What was the intent of the 15th Amendment? Justice Roberts is pretty sure it wasn’t to tell the states how to avoid racist elections. Someday we might amend the Constitution to enact the 15th, or to clarify that clause 3 of the 14th doesn’t need enabling legislation any more than clause 1 does. The point being, interpretations slide away quickly. It could be argued (without much dissent from me), that what’s happened since 1975 (or so) is a reaction, a backlash, to the changes of the ‘60’s which actually began with the return home of blacks from liberating Europe and Asia, only to find Jim
Crow alive and well and liberty still denied them here. They sought justice, they deserve justice, but justice was too just for Stephen Miller’s ideological predecessors.

And now that pendulum is going to swing back, because the injustice is too obvious; again. In the long run, supremacy of the Supreme Court ain’t so supreme. Of course, as Keynes observed, in the long run, we’re all dead. Cold comfort, indeed. But as long as the pendulum swings, there is hope.

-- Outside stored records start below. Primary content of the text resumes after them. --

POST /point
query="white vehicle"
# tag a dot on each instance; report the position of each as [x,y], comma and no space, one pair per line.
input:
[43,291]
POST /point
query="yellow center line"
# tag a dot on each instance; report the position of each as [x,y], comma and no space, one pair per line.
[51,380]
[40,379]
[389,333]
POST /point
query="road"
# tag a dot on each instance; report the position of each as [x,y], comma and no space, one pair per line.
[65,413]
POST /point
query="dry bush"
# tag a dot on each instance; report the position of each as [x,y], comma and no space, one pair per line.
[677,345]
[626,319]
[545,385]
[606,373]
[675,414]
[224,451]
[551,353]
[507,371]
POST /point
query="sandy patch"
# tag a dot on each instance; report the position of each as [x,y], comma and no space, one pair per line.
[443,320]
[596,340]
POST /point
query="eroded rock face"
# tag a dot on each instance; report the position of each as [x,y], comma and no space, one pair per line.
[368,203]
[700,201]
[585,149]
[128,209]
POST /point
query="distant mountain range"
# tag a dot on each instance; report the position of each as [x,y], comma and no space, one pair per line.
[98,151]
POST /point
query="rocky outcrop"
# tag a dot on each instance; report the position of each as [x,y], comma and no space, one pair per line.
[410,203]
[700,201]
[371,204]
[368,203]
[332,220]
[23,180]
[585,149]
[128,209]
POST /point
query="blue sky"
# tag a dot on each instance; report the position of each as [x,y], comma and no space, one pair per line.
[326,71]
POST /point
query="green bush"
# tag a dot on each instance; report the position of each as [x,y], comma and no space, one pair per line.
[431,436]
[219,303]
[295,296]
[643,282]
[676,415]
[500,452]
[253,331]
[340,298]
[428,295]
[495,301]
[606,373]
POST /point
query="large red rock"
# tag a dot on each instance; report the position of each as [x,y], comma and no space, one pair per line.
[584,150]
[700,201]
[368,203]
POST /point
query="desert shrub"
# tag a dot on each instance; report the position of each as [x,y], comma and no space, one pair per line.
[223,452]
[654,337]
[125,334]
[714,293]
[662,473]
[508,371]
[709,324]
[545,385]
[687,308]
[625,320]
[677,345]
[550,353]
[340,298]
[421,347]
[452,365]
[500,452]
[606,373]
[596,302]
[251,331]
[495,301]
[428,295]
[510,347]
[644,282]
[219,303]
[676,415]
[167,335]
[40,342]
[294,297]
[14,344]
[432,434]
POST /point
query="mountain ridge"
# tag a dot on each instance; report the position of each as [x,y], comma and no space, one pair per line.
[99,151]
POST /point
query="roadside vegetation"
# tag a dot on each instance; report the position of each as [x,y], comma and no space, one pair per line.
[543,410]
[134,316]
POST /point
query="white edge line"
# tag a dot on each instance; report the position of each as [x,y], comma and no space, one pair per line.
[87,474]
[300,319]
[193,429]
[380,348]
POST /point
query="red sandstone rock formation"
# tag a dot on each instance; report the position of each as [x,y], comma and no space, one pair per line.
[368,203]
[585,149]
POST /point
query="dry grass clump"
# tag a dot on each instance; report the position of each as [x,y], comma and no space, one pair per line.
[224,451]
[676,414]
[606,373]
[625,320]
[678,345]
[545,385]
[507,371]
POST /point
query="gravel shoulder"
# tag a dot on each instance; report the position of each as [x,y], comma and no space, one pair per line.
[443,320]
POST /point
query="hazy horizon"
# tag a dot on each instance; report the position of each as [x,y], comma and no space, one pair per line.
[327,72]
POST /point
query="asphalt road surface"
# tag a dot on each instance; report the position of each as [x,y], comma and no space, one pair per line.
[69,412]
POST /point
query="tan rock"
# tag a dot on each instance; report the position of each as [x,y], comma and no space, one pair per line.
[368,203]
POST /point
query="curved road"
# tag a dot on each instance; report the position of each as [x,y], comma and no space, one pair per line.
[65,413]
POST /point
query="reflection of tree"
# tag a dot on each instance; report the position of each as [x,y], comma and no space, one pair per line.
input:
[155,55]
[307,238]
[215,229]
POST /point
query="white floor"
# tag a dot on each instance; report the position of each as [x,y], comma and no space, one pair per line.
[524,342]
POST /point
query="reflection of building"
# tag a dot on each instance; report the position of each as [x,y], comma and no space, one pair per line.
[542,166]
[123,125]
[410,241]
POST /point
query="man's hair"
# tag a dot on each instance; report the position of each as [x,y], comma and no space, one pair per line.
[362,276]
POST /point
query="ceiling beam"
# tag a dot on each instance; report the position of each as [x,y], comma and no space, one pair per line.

Textualism and originalism are just systems of control in law. I don’t think Scalia penned too many majority opinions based on originalism. Maybe because they wouldn’t get majority support, or maybe because he put on the mantle when he was the dissenting bomb thrower. It always seemed like a schtick rather than a principle for him. Coney Barrett is supposedly his disciple, but she doesn’t preach that gospel much, either. Maybe because she doesn’t need to. It was always just a way to be an outsider and try to plant a flag for a higher principle. But in truth it was always just a sham , tossed aside whenever real power (majority opinion; the majority on the Court) was available.

I could analyze in detail the problems with “originalism and textualism, but why bother? They were never principles so much as Trojan horses, and once inside the gates, as quickly discarded as the MacGuffin they only ever were. The real issue is power, and who wields it, and why. Wield it against enough of the people (usually the white ones, especially the straight males), and you get your authority challenged. Where will that get us?

Well, at least not here; not for much longer.